Pontryagin’s maximum principle solves the original smooth problem, and we see that the extra structure that that smoothness imposes helps a lot. The other three algorithms solve the harder discretized problem.
While Dijkstra’s algorithm has less complexity in terms of the number of state visits than Bellman’s principle—same visits per state but fewer states visited—it uses a hash table, which is an expensive data structure. It also uses a priority queue and it needs to maintain a collection of optimal paths. All that makes Dijkstra’s algorithm slower and less memory efficient on this problem.
Why is a hash table necessary? It’s a catch-22. The potential memory-saving advantage of Dijkstra’s algorithm and MCTS is that they store only a fraction of the state space in memory. However, since we do not know in advance which states those are, and we need to be able to access them randomly, a hash table is required to store them. On this particular problem the overhead of a hash table outweighs the benefits of not needing to store the whole state space in memory.

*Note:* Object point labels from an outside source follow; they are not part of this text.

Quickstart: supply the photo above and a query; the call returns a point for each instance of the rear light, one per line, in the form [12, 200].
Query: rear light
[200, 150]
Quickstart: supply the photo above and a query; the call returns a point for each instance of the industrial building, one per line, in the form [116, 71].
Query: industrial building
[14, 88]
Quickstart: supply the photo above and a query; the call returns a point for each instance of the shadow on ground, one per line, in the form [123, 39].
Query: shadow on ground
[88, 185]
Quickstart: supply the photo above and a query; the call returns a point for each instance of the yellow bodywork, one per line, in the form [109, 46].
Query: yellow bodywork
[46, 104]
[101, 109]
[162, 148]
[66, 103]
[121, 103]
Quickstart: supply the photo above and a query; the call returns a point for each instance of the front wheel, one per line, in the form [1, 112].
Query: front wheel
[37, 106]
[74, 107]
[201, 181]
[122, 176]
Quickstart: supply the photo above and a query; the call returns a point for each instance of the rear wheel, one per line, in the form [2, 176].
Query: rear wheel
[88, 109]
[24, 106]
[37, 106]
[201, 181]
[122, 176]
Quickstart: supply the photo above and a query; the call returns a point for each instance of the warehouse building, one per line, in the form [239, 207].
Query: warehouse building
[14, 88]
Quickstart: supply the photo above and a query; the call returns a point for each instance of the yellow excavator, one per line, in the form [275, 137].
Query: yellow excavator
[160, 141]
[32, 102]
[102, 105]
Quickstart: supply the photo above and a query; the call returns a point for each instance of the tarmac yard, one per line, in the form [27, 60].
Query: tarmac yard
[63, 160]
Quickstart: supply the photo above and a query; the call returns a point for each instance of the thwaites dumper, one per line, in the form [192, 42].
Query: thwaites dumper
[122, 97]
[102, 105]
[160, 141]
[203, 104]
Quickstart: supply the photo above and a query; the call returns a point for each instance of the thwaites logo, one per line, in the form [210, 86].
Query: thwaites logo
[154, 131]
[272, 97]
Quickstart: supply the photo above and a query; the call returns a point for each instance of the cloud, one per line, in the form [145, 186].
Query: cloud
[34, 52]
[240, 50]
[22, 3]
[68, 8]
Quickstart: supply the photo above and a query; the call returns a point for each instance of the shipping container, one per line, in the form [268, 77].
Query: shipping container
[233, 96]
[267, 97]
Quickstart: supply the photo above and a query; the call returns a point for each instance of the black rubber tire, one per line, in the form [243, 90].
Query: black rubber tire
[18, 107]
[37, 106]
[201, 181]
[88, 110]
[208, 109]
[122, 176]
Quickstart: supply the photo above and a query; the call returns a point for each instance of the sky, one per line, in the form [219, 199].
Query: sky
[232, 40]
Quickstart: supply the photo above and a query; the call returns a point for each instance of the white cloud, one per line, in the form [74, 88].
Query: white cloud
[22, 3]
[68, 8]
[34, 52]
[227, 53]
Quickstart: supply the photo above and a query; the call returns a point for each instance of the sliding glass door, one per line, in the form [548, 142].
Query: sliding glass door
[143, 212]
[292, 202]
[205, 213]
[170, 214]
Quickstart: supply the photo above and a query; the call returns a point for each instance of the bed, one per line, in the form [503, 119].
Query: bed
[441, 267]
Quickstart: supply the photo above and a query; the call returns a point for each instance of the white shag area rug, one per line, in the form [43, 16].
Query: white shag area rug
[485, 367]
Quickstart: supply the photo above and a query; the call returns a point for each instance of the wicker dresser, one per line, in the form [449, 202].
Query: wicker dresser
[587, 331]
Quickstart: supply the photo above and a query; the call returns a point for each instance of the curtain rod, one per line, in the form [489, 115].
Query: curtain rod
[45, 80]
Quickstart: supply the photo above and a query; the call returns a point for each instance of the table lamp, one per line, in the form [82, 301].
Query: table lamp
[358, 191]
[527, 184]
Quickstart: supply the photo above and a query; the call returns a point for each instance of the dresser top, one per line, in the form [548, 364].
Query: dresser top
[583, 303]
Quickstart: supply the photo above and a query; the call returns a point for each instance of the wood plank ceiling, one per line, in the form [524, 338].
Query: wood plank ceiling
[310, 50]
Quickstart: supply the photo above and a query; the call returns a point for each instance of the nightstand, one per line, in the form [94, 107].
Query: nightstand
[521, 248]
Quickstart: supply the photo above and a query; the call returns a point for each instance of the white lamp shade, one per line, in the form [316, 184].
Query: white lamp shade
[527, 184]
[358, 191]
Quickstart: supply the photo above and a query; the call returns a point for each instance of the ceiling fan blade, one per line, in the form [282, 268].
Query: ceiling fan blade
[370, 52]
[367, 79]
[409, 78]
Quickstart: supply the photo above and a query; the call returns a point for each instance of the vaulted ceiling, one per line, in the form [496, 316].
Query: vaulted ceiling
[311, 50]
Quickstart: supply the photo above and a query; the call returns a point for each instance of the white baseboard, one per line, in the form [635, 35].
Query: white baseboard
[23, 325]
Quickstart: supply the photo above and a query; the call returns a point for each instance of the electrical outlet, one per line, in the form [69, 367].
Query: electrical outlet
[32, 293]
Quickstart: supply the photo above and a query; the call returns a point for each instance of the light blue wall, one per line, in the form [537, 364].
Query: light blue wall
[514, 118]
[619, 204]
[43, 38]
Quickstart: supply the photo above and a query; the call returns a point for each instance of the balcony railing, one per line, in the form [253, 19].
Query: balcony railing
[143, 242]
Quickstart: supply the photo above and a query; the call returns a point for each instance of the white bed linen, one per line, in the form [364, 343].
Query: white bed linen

(The reason a hash table is much slower than a plain array on this problem is subtle. It has in fact less to do with the extra processing instructions and more to do with processor caches. After all, a good hash function is a function that avoids collisions. As a direct consequence, the states that are close to one another in the state space will be nowhere near one another in memory, when stored in a hash table. So, as either Dijkstra’s algorithm or MCTS traverse the state space, every single state is more likely to be fetched from the L2 or L3 cache and not from the L1 cache. Whereas with Bellman, the states are stored sequentially in one big array, and given the algorithm mostly considers the states that are next to one another—when choosing the optimal actions—these states are mostly fetched from the L1 cache.)
As for MCTS, it turns out to be more memory efficient than Bellman’s principle but it is also much slower because it has a higher complexity in terms of state visits. Can that complexity be further reduced? I’m sure it can be. I’m also sure I’m not doing that for I had my fill with MCTS for this month.